Colorectal Cancer’s Alarming Trend: Understanding the New Age of Risk
Einsley-Marie Janowski, MD, is Associate Professor of Medicine in the Division of Radiation Oncology at the University of Virginia's hospital (UVA Health). Dr. Janowski provides radiation treatment for patients with breast, gastrointestinal, and gynecologic cancers. She is experienced with multiple radiotherapy techniques including intensity modulated radiation therapy (IMRT), volumetric modulated arc therapies (VMAT), stereotactic body radiotherapy (SBRT), Gamma Knife Radiosurgery, intra-operative radiotherapy (IORT), and gynecologic brachytherapy.
Colorectal cancer (CRC) is increasing in frequency, especially among younger populations both in the United States and globally. In the US, CRC is now the top cause of cancer deaths in men and the second leading cause of death in women under the age of 50. While approximately 10% of all new CRCs are early onset at this time, this frequency is increasing each year, with experts estimating that 25% of rectal cancers will be diagnosed in people younger than 50 in the next ten years. Most people diagnosed with early onset CRCs are too young even to have been recommended for routine cancer screenings. These trends have prompted the US Preventative Services Task Force to reduce the recommended age for starting CRC screening to 45, down from the previous recommendation of age 50. Concerningly, these younger patients tend to have more aggressive types of tumors and present to medical attention with more advanced disease. The question many experts are asking is why--what is leading to this increased frequency of CRC in younger patients?
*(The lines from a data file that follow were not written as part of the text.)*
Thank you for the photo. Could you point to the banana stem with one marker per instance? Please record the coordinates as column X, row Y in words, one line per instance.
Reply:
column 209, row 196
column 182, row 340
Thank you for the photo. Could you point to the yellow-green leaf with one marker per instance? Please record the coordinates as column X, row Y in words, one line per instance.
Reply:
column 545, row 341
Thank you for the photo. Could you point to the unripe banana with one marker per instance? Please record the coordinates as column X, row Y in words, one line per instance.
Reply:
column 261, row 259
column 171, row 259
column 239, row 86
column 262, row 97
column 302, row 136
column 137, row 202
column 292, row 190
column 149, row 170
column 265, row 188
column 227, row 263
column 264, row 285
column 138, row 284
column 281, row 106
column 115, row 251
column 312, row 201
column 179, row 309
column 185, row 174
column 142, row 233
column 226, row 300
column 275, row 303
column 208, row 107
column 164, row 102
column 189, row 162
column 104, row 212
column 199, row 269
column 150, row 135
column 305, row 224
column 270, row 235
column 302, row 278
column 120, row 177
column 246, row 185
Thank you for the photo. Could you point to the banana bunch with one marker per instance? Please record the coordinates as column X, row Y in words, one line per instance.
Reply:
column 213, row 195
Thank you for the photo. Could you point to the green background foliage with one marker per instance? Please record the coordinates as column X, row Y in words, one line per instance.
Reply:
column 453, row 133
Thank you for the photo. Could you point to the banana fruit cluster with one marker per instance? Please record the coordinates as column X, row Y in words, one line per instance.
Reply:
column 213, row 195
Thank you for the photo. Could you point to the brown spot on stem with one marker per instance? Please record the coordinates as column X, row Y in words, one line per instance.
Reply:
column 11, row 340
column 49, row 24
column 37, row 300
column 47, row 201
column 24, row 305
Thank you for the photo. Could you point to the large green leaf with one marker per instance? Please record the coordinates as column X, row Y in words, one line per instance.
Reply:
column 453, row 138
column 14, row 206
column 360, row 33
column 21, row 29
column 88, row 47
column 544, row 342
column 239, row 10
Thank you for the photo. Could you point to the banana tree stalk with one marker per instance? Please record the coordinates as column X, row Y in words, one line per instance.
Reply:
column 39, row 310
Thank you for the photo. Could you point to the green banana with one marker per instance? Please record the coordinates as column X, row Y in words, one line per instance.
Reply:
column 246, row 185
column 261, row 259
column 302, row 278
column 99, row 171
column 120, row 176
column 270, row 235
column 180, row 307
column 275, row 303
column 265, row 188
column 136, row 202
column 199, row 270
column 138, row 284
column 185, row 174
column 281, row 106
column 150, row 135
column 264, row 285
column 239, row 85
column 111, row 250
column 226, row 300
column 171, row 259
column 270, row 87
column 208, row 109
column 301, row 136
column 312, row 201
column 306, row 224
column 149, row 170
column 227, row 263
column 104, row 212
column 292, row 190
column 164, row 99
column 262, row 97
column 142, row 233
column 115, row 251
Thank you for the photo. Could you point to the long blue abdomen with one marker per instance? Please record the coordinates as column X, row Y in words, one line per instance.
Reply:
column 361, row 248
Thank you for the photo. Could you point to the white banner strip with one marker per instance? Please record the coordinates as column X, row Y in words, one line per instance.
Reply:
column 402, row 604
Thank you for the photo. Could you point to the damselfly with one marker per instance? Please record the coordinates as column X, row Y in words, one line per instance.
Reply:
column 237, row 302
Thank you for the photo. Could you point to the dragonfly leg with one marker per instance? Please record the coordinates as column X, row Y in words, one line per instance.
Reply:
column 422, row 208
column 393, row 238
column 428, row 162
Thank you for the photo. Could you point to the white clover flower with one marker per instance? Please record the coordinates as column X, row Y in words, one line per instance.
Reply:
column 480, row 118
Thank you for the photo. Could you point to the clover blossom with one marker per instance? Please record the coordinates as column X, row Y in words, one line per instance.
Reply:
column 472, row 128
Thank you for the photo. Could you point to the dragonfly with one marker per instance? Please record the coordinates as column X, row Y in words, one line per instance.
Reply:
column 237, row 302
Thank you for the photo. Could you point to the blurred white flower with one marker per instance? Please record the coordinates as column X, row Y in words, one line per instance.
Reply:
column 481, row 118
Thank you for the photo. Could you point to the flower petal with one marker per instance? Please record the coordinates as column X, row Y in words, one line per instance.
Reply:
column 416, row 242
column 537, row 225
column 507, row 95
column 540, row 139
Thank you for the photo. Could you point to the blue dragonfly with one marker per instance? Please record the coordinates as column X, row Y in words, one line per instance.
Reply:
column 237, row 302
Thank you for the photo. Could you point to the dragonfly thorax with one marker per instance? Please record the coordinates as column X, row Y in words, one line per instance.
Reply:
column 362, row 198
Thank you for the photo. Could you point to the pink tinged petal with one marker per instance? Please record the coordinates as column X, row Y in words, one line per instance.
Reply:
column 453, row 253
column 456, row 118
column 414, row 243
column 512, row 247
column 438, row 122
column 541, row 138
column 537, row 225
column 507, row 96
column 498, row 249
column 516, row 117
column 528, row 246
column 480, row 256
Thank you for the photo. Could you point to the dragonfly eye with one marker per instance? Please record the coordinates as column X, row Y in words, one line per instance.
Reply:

Data indicates a complicated process likely related to a variety of factors, including genetic and environmental risk factors.
Genetic Factors
The most important risk factor for CRC is family history. Having a first-degree relative with CRC can increase the risk of early-onset CRC 2-4 fold. Some common genetic syndromes associated with CRC include familial adenomatous polyposis, which has a nearly 100% risk of developing CRC, and hereditary nonpolyposis, also known as Lynch syndrome, which has a 40-80% risk of developing CRC.
While approximately 30-35% of CRCs can be attributed to hereditary cancer syndromes, up to 65-70% of CRCs are sporadic. Despite what appears to be random CRC development, evidence increasingly indicates that certain patient demographics have a higher risk of CRC development, including male sex, black and Asian ethnicities, and inflammatory bowel disease. The genetic components linked to these non-modifiable factors are complicated. However, it appears that these genetic predispositions can be heavily influenced by other modifiable environmental factors.
Environmental Factors
CRC has been linked to environmental, modifiable risk factors, which include diet, physical inactivity, smoking and alcohol use, and obesity. The common link to many of these modifiable risk factors is the creation of a pro-inflammatory environment in the body in general and in the gut specifically. Specific dietary factors include red and processed meat, high saturated fat and low fiber, high fructose corn syrup, synthetic dyes, and generally processed foods. Some of these dietary factors might have direct carcinogenic effects, while others likely change the composition of the microbiome. Indeed, humans are colonized by residential microbes, which have evolved to help us digest foods and protect us from pathogens in the environment. Microbial composition appears to change over the human life span, with individual organisms and cells in the microbiome competing and cooperating with one another. There is increasing evidence for complex and individual microbial interaction with hosts, with microbial signaling impacting metabolic, neurological, inflammatory, and host-defense functions for local, distant and immunologic interactions. Alterations in the composition of the gut microbiome, also referred to as dysbiosis, have been associated with a growing number of prevalent human diseases, including cancer. Healthy gut microbiomes have been linked to a diverse diet rich in fruits and vegetables.
What Can You Do Now to Minimize Your Risk?
A family history of CRC can call for increased vigilance and early screening. The University of Virginia has geneticists on staff who can help determine what screening tools and frequencies can be appropriate for you. However, in the vast majority of CRCs, these events are sporadic and can be influenced by modifiable risk factors. Evidence indicates that increasing physical activity, shedding excess weight, avoiding smoking and heavy alcohol use, and eating a healthy, balanced, and mostly plant-based diet can decrease the risk of CRC development. Discuss your non-modifiable and modifiable risk factors with your primary care physician to come up with a plan for both appropriate screening and minimizing gut inflammation.
Navigating Warning Signs and Early Detection
Signs of CRC might include rectal bleeding, unexplained anemia, changes in bowel habits, and abdominal pain. Here are the steps to take if you suspect you might have CRC:
- Visit your PCP for evaluation.
- Often, the next steps will include colonoscopies to detect any abnormal growths.
- Treatment of CRC will depend on the tumor's location and stage.
While further research is needed to completely understand the underlying causes of early-onset CRC, early detection can increase the chance of a cure, so don’t wait. Trust your gut to protect your gut!